According to the government press release, the Auditor General for Local Government’s (AGLG) core mandate is to conduct performance audits (also called “value-for-money” audits) in order to provide local governments with objective information and advice on achieving efficiencies in local government operations.
Performance audits, with a number undertaken each year, would: Investigate questions such as whether a service is undertaken as economically and efficiently as possible, whether a service is effective in achieving its intended results, and whether local governments are sufficiently monitoring their operations; examine a specific local government operation – not the entirety of its operations.
Performance audits would not call into question the merits of policy decisions or objectives of a local government.
The Act provides that the AGLG has scope to conduct performance audits of: any municipality or regional district; corporations or other entities controlled by these local government bodies.
The Act states that the AGLG is to be appointed by the Province, based on a recommendation of an Audit Council. The AGLG’s term is five years, with a maximum of two terms permitted.

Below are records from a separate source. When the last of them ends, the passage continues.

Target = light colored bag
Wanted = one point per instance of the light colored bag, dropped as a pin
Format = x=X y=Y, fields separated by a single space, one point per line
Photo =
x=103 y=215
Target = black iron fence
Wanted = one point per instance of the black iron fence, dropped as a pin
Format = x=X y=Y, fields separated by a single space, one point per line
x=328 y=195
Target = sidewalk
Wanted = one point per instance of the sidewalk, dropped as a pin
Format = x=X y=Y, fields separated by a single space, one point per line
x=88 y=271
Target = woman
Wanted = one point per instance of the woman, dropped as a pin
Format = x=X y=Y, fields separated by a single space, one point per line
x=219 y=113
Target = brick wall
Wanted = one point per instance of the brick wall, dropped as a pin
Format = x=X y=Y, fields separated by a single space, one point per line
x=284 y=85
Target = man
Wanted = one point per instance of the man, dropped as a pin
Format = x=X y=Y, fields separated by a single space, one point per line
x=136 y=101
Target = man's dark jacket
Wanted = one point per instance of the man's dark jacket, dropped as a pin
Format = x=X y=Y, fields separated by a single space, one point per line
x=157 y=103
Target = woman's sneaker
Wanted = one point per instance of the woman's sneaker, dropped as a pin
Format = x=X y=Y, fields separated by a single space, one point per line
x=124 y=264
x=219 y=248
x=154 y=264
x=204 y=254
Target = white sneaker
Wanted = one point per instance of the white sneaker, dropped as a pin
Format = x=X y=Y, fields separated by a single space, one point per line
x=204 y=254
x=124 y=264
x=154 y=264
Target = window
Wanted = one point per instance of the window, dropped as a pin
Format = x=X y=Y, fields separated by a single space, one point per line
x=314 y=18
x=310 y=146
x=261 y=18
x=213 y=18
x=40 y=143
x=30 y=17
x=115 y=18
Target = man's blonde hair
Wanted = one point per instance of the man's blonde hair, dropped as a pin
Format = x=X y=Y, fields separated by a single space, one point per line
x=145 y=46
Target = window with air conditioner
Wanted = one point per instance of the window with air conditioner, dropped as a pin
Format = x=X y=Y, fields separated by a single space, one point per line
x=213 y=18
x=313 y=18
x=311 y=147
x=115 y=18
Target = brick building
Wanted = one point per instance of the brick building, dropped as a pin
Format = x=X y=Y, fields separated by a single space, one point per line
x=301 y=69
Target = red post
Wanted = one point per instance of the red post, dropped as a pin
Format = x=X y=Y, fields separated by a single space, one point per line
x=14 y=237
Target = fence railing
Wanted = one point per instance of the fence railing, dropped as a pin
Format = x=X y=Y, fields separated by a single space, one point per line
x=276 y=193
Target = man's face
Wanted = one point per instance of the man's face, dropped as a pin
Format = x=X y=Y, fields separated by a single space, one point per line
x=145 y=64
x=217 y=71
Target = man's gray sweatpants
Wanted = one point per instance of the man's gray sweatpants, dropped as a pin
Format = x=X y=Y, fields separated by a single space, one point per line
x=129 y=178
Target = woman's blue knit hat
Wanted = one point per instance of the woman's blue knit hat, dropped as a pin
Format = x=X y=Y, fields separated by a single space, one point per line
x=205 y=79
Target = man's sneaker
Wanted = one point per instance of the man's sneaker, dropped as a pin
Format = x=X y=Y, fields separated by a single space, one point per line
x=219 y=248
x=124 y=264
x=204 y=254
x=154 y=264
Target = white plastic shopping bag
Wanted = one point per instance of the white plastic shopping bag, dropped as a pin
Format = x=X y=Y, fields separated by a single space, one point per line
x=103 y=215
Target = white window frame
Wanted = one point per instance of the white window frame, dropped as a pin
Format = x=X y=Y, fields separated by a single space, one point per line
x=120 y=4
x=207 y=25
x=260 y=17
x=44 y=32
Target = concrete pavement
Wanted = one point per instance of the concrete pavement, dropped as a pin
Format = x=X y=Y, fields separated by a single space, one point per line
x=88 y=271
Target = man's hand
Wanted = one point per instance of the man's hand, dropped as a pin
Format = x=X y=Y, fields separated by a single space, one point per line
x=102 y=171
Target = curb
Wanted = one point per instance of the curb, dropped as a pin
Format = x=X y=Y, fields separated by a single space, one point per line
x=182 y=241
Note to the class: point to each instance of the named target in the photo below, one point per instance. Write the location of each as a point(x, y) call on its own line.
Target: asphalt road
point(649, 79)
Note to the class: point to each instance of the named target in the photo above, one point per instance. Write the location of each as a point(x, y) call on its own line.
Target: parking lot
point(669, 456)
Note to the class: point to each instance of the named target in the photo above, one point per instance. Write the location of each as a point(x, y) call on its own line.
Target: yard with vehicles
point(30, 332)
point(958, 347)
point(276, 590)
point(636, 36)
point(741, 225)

The AGLG would: prepare annual service plans laying out general objectives of the office in the upcoming year, including themes and priorities for performance audits; have sole discretion in selecting performance audits to conduct, provided they are consistent with the priorities identified in the annual service plan; provide non-binding recommendations to audited local governments in the form of performance audit reports; ensure audited local governments and the Audit Council have the opportunity to comment on a draft performance audit report before it is published; include in the final performance audit report a summary of any comments provided by an audited local government; publish performance audit reports to make them publicly available; publish other reports, such as reports on recommended practices arising from performance audits that may be relevant to local governments generally; prepare and publish annual reports outlining results achieved by the AGLG’s office in the previous year.